Marlene Helgemo, leader in UCC’s Indigenous ministries, dies at 75
The Rev. Marlene Whiterabbit Helgemo, a leader of Indigenous communities and their ministries in the United Church of Christ and beyond, died July 22, 2022. She was 75.
She had been pastor since 1992 of All Nations Indian Church in Minneapolis, and, since 2012, executive director of the UCC’s Council for American Indian Ministry. She was also CAIM’s interim executive from 2006 to 2012.
She held dual standing as a minister in the UCC and the Evangelical Lutheran Church in America. She was the first Native American woman to be ordained to ministry in the ELCA.
The Rev. Traci Blackmon, the UCC’s associate general minister for Justice and Local Church Ministries, said Helgemo was “first and foremost a pastor.”
“Her care and compassion for all people are indicators of her commitment to the call upon her life,” Blackmon said. “She was a fierce colleague and advocate for the Council for American Indian Ministry in every setting. I will never forget visiting with her at All Nations Church and learning more from her in two days than I’d learned on my own in two years. She will be greatly missed in the realm as her spirit soars.”
From local to national
Helgemo’s leadership and activism in church and community ranged from the local to the national. As just a few examples, she was:
- President of the board of the American Indian Community Development Corporation of Minneapolis.
- A member of the board of regents at Augsburg University.
- A founder of the National Native American Boarding School Healing Coalition and a member of its board from 2014 to 2020.
- Active in affairs of the Ho Chunk Nation, of which she was a member, including service on its Ethics Review Board.
- A regular presence at biennial General Synods of the UCC, including as delegate, worship planner and workshop leader.
She worked for justice for Indigenous people in many areas. In recent years, those included:
- Protests at South Dakota’s Standing Rock Reservation to stop the Dakota Access Pipeline from crossing American Indian lands.

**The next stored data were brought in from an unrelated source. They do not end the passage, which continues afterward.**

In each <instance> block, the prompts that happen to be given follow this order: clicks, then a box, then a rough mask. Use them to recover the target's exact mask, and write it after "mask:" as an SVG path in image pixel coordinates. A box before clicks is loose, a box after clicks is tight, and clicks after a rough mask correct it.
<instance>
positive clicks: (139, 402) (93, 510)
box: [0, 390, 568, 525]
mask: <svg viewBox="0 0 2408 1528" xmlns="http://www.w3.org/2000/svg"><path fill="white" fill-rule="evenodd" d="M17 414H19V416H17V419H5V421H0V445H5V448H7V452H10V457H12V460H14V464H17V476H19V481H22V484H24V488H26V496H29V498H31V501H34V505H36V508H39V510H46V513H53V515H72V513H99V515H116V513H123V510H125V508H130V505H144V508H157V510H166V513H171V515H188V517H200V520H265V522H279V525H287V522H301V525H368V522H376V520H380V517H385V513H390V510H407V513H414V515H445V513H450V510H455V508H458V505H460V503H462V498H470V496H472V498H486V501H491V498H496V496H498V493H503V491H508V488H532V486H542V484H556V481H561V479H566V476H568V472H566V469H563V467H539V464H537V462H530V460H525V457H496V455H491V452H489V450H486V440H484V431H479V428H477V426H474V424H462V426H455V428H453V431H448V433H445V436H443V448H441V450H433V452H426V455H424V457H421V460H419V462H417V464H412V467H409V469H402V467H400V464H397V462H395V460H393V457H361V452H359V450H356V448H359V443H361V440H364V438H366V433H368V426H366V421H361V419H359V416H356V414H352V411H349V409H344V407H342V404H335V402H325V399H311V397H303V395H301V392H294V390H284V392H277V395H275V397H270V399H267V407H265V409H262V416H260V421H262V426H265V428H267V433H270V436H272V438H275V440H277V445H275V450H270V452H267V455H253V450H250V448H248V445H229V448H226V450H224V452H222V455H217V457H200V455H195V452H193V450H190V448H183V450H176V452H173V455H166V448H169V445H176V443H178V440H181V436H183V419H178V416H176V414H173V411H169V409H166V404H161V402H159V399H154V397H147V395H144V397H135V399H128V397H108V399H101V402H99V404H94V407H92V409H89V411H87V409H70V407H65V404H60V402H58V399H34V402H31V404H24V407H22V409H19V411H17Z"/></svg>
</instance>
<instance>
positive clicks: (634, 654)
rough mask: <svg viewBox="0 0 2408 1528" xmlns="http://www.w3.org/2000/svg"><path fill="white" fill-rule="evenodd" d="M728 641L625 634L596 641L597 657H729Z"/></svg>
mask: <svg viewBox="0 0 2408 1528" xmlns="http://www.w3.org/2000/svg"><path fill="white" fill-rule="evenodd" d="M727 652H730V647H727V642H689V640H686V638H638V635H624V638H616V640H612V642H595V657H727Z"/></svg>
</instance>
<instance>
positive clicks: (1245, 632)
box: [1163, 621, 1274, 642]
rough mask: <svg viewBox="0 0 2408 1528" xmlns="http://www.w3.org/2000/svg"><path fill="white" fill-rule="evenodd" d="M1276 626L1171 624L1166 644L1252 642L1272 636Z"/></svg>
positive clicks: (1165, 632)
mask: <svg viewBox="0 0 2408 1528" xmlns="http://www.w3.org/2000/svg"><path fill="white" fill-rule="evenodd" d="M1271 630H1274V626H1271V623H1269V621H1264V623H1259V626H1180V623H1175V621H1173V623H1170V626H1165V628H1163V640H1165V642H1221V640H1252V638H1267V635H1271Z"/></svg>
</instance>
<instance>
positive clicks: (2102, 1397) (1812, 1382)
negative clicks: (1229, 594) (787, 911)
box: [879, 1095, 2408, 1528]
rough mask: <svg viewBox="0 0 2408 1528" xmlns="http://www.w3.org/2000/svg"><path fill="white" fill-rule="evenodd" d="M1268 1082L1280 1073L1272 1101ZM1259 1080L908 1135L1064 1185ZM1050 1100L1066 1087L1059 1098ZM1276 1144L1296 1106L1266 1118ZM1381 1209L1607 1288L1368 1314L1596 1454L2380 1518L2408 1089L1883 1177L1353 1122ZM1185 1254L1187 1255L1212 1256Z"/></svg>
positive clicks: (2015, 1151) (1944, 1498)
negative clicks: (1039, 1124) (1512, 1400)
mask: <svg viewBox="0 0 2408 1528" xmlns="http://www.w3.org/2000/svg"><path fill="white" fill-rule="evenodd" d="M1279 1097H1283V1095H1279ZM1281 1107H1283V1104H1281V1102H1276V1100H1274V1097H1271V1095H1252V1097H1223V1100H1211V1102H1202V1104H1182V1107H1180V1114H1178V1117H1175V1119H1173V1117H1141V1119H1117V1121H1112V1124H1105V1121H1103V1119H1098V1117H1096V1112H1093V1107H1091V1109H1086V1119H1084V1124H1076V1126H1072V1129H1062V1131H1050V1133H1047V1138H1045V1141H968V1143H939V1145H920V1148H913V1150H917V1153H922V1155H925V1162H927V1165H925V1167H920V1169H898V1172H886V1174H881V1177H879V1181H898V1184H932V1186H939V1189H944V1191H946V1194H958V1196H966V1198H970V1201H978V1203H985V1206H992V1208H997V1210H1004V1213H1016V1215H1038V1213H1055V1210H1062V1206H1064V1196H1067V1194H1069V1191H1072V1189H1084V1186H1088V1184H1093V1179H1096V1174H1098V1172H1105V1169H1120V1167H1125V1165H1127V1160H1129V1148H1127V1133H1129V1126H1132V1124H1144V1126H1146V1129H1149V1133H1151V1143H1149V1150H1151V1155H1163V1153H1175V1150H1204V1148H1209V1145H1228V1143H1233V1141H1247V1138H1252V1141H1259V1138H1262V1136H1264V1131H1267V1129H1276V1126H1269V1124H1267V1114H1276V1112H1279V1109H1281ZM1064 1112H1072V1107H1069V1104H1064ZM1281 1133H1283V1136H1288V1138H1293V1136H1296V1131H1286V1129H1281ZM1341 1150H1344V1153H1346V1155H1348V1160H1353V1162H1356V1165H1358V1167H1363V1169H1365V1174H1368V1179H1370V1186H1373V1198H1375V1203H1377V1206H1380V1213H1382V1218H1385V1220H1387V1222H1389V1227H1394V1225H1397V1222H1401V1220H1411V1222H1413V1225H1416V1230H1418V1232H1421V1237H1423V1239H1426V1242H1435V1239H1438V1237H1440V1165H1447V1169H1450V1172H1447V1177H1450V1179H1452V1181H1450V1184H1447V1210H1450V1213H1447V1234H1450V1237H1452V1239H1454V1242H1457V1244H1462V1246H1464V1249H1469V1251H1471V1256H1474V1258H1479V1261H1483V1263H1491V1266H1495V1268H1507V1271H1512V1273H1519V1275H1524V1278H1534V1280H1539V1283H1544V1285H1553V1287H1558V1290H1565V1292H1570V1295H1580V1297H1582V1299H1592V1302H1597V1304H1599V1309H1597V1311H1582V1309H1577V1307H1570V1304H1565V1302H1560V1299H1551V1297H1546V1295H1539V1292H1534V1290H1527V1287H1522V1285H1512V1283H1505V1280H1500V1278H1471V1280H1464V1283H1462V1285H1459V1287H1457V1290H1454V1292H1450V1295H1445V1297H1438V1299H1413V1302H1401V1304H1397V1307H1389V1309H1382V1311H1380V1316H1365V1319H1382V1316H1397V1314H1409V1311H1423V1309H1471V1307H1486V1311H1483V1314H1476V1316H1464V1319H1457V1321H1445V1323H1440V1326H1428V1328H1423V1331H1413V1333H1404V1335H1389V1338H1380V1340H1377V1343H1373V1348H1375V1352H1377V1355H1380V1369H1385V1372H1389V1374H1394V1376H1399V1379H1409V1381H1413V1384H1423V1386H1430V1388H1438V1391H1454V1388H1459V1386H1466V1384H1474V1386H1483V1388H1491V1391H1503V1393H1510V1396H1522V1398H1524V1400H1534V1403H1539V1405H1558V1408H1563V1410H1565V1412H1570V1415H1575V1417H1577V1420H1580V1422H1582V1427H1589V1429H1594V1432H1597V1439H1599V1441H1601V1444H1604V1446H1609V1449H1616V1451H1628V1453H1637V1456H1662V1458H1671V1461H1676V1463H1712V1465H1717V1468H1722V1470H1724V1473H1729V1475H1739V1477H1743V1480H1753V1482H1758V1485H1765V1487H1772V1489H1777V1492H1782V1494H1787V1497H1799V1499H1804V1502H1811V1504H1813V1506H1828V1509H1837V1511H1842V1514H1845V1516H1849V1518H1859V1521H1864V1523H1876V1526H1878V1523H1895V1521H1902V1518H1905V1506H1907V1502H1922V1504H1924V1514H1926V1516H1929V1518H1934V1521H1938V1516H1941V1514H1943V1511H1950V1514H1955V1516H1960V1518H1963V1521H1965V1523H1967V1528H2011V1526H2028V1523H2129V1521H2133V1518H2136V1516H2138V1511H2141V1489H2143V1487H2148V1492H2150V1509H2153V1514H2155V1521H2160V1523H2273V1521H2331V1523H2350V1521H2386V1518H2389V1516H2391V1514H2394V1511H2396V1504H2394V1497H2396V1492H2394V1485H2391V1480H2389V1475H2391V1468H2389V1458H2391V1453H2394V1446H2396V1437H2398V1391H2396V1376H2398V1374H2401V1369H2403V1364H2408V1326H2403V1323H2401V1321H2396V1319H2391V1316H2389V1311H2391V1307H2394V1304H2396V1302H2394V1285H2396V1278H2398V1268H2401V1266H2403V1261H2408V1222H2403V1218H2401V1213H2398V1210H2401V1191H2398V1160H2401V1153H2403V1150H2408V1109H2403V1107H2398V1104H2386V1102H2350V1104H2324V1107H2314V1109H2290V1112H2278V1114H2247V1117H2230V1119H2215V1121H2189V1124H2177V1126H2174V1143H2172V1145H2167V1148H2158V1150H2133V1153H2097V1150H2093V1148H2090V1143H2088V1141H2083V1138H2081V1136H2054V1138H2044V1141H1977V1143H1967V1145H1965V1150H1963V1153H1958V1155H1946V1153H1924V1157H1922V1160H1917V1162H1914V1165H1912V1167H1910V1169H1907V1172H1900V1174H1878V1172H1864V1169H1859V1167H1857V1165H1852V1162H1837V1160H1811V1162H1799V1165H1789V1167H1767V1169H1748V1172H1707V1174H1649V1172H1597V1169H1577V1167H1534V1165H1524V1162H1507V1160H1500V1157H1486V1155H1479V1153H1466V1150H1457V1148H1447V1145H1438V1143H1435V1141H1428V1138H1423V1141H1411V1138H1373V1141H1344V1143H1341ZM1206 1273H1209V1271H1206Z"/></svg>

- The successful effort to have the UCC formally repudiate the Doctrine of Discovery, a medieval Christian justification for the historic pattern of domination and oppression by Europeans arriving in the Americas.
‘A wonderful ministry’
Born Feb. 22, 1947, in Portage, Wis., Marlene Faye Whiterabbit grew up in Ashland, Wis., and graduated from high school there.
A graduate of Luther Northwestern Theological Seminary (now Luther Seminary) in St. Paul., Minn., she was ordained in 1987.
In a 2011 UCC video, she remembered a friend inviting her to apply for pastor of All Nations Church, “the first urban Indian congregation in the United Church of Christ.” “I was very happy that she asked me to do that, but I was wondering, logistically, how could I do this? I’m a Lutheran pastor.” However, “after talking to people in both denominations, they all said, ‘It can be done.'”
She said she was glad the congregation called her. “It’s just a wonderful ministry to be present in our Indian community, and it makes me proud to be a United Church of Christ pastor — to be able to bring the good news to the urban Indians of Minneapolis.”
Teacher, guide, ambassador
Colleagues remembered her as both mentor and activist. One of them was the Rev. Rebecca Voelkel, who directs the Center for Sustainable Justice at Lyndale UCC in Minneapolis. She recalled receiving “teaching and guidance” from Helgemo soon after Voelkel’s 1997 ordination. They planned and led Thanksgiving Eve worship services at UCC and Lutheran congregations in the Twin Cities, including All Nations and what was then Spirit of the Lakes UCC, where Voelkel was pastor.
Later, “Marlene called me to ask that I be a witness at Standing Rock and then act on what I heard,” Voelkel said. “I ate and worshiped in her camp at Oceti Sakowin camp and returned three times over the course of the fall of 2016. That experience transformed my life. Much of the ministry in which I am now engaged is because of my time with Marlene’s mentoring and in response to the promise I made her.”
Pastor Louie Blue Coat, a leader in CAIM and its Dakota Association, said he struggled to find words to “explain how much she meant to the whole CAIM family.” He noted, among Helgemo’s many gifts, her skill at “dialogue with ministries outside CAIM” and at representing “UCC Indian country to the outside world.”
Funeral arrangements
Helgemo is survived by her husband, Harvey; daughters, Wendy Helgemo and Heidi Tucker, and Heidi’s husband, Glenn; and grandchildren, Adalina and Dalia. The family has suggested that, in lieu of flowers, people consider making memorial gifts by check to All Nations Indian Church, 1515 23rd St. East, Minneapolis, MN 55404.
A funeral will be at 12 noon CT Tuesday, July 26, at Central Lutheran Church in Minneapolis, where visitation hours will be from 10 a.m. until the time of the service. Chilson Funeral Chapel of Winsted, Minn., is in charge of arrangements. A full obituary is here.
“She was such an integral part of the life of our ministry that she will be dearly missed by all who worked with her,” Blue Coat said, “even if you just met her once at an event.”